Manchester United’s transfer strategy is a diploma in procrastination
The agreement to sign Atalanta’s Ederson for £35m is the latest instalment in a decade-long saga of treating symptoms instead of curing the disease. United are not rebuilding; they are rearranging deckchairs on a ship taking on water.
The historical pattern of panic and patchwork
Since Sir Alex Ferguson retired in 2013, United have spent over £1.5bn on transfers. The result? A squad that finished eighth last season and a midfield that still lacks coherence. The Ederson deal echoes the signings of Morgan Schneiderlin, Marouane Fellaini and Fred: capable players, but not the transformative figures a club of United’s stature requires.
Compare that to Liverpool’s approach under Michael Edwards and now Andoni Iraola. They identified a system and bought players to fit it. United, by contrast, change manager every eighteen months and the squad becomes a museum of mismatched artefacts.

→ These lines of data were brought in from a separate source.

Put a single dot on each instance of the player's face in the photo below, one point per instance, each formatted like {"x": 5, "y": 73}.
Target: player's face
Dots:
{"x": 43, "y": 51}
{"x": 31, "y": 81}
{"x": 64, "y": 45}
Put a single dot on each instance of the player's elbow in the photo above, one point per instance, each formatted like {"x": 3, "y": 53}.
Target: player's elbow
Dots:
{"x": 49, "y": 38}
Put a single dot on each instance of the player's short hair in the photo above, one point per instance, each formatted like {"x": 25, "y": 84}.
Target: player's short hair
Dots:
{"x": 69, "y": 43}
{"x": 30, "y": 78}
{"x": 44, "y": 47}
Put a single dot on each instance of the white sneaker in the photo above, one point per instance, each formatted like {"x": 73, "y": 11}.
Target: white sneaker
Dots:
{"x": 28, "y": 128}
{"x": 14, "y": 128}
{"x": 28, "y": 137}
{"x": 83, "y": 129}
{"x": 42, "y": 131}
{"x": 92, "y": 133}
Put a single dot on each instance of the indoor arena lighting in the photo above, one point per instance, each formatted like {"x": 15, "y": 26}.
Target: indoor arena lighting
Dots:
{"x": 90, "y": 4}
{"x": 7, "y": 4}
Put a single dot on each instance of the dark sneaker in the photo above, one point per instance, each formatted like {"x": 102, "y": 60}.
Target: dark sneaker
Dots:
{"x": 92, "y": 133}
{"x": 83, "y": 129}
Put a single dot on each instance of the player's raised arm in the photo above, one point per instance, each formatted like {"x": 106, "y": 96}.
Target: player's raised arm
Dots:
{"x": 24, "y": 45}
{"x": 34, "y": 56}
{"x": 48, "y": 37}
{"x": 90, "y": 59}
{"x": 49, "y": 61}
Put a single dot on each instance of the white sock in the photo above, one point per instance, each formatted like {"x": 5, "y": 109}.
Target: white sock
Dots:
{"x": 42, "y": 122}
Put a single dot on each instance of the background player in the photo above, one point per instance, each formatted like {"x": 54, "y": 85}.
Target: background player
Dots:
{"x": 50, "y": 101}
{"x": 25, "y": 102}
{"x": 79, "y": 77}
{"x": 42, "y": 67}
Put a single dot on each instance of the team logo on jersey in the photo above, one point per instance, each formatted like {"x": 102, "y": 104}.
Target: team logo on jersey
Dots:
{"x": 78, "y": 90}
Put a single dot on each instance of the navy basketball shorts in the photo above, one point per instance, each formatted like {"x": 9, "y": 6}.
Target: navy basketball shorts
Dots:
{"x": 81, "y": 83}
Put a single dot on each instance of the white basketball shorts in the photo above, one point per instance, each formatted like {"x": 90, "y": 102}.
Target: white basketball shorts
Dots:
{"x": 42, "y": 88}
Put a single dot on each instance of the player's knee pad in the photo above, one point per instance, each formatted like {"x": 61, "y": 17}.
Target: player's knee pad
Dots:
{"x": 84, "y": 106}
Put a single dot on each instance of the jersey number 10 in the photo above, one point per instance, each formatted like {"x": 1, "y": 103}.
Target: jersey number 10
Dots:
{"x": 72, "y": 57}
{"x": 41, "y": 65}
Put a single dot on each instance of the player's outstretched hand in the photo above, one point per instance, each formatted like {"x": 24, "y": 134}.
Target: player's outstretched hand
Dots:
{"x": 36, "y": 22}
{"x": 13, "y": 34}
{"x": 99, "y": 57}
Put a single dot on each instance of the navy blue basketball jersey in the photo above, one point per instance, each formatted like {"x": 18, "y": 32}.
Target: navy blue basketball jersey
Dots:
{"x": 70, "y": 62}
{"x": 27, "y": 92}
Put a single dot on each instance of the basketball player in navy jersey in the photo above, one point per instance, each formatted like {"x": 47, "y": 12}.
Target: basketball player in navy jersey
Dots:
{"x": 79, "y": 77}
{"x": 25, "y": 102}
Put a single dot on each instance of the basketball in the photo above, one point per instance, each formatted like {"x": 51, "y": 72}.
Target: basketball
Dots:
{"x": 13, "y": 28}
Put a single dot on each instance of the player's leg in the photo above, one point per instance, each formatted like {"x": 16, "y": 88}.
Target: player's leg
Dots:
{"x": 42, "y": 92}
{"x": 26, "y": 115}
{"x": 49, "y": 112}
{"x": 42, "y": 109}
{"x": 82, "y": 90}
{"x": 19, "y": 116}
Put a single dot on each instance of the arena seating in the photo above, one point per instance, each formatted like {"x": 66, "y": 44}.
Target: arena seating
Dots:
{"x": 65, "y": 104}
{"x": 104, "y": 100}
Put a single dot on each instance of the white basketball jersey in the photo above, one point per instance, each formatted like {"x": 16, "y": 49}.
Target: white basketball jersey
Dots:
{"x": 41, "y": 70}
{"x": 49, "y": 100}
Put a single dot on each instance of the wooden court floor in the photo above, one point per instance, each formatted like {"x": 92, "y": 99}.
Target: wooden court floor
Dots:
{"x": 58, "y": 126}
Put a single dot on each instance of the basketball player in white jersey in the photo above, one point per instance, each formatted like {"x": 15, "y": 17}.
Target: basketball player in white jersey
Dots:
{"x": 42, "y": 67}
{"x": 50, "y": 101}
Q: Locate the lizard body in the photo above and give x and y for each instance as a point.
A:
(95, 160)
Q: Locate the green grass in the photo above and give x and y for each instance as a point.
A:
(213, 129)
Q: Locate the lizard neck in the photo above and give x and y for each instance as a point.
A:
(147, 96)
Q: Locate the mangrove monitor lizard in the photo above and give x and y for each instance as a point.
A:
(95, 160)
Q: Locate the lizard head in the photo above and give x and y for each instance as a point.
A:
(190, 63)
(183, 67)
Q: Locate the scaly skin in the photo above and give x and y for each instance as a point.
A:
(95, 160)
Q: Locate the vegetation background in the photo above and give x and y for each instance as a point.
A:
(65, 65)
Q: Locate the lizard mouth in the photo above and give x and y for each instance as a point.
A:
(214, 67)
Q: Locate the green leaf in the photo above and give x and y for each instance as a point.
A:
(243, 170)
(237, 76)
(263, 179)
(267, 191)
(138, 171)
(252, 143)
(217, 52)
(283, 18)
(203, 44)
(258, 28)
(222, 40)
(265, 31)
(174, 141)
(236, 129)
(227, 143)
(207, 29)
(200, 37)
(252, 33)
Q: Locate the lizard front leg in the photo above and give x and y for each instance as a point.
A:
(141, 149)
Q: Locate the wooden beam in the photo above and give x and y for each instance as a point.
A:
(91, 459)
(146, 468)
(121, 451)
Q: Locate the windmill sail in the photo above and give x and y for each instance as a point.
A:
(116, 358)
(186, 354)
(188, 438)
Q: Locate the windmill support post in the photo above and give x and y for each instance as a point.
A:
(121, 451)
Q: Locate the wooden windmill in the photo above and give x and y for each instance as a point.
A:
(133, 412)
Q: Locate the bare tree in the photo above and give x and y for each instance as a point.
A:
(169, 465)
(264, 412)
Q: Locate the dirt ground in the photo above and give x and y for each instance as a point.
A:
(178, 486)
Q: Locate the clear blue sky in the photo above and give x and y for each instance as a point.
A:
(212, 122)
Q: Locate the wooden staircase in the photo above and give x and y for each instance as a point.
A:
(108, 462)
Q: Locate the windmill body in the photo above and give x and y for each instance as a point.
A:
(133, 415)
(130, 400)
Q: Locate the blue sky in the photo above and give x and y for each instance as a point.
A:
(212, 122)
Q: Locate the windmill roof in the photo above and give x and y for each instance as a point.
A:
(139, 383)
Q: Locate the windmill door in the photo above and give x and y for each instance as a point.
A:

The argument: Ederson solves nothing
Ederson is a competent ball-winner. He averaged 2.8 tackles and 1.5 interceptions per 90 in Serie A last season. But United’s problem isn’t a lack of defensive midfielders — Casemiro, Kobbie Mainoo and Scott McTominay all occupy that space. The issue is a lack of progressive passing and tactical shape.
- No creative identity: United’s midfielders rarely break lines. Ederson’s pass completion is 86%, but only 40% are forward.
- Age profile confusion: At 27, Ederson offers no resale value. Meanwhile, Liverpool are targeting 22-year-old Mateus Fernandes.
- Ignoring the system: A midfield of Ederson, Fernandes and Mainoo still lacks a quarterback. Bruno Fernandes is isolated and frustrated.
The club’s pursuit of Rafael Leão confirms the scattergun mindset. A winger when the defence is a sieve? Enquiries for Marc Pubill suggest panic after missing out on Ordonez. This isn’t a strategy; it’s a shopping list from a manager who may not survive Christmas.
Counter-argument: Ederson could be the next Makelele
Some argue Ederson’s discipline and defensive intelligence will unlock Mainoo’s attacking talent. That Ederson, like Claude Makelele, allows others to flourish. But Makelele succeeded in a structured José Mourinho system. Michael Carrick, now United’s manager, has yet to prove he can impose a coherent structure. Without it, Ederson is just another worker bee in a hive with no queen.
Verdict: United will finish outside the top four again
Prediction: Manchester United will finish seventh in the 2025-26 Premier League, Ederson will be sold at a loss within two years, and Carrick will be sacked by Christmas 2026. Until the club appoints a director of football with a long-term plan — and gives him power over signings — every transfer window will be another exercise in futility.